Two professional mums have told how they turned to stealing items from supermarkets for an unlikely reason.
The middle-class women told how they are chasing the high of leaving shops with stolen goods, all while leading successful careers and raising families.
Several have privately admitted to taking items, typically food and other supermarket goods, as part of an thrill-seeking hobby that developed at different points in their lives.
Speaking to the Daily Mail, they opened up about their petty criminality, as they explained their motives.
But each woman shared a common origin – they all started with innocent shopping trips during times of stress.
Caroline, 53, said she started stealing when she went to collect pre-ordered items during a run-of-the-mill trip.
She had visited the shop to pick up her items, and, before buying a £150 power drill, suddenly experienced a “compulsion” to peel the ‘already paid for’ sticker from one of her pre-ordered items, which she stuck on the drill.

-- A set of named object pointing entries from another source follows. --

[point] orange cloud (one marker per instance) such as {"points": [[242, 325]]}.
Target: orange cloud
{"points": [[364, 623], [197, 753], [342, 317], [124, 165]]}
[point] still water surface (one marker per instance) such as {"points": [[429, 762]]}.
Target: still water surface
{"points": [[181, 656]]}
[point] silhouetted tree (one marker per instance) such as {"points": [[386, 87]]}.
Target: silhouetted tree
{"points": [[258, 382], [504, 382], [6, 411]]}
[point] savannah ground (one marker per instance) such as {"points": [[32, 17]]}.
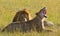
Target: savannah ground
{"points": [[8, 9]]}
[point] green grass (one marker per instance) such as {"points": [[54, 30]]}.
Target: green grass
{"points": [[8, 9]]}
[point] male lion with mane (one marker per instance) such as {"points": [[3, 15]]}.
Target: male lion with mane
{"points": [[35, 24]]}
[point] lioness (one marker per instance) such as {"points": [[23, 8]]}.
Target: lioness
{"points": [[35, 24], [22, 16]]}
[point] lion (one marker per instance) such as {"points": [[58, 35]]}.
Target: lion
{"points": [[35, 24]]}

To hide her plans, she also picked up some £5 bedding plants and proceeded to the shop exit without paying for the pricey item, fully anticipating “the hand of a security guard on my shoulder”.

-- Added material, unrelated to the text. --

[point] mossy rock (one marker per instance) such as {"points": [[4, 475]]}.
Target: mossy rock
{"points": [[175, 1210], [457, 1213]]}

But instead, she made it to her car and “felt such a buzz” that she had successfully got away with the theft.
Now she steals because of the “thrill” of getting away with the crime, as she said: “Since that first time, I’ve continued to shoplift sporadically.
“It’s wrong, but it gives me a sense of being in control when everything else in my life feels anything but.”
Caroline whois experiencing the menopause, dealing with an empty nest, and caring for elderly parents, which left her feeling out of control.
Lucy, 45, claimed her habit was due to similar stress, with her income having dramatically fallen while she was on maternity leave.
She lost her independence after leaving work to care for her child and has since shoplifted while armed with a pushchair.
The mum said: “It’s a doddle as I’ve always got the pushchair with me so I just put loose items in the storage underneath and only pay for things I put in a basket. It’s become a thrill because I’ve never been caught.”
Claire, 47, told the Mail she “took advantage of the chaos in the supermarkets” during the Covid lockdown and experienced the “pure thrill of taking the risk and getting away with it”.
She was also stressed at the time, stating she was “scared of losing my income during Covid” and has only ever stolen essentials from major supermarkets like ASDA and Tesco.
The mums have all escaped with their stolen items so far, but if they were ever caught and prosecuted, they would face significant penalties.
The maximum sentence for shoplifting goods worth less than £200 is six months in prison.
The offence is often dealt with by authorities using a postal fine starting from £70.
Those whose stolen items amount to more than £200 could face up to seven years in prison.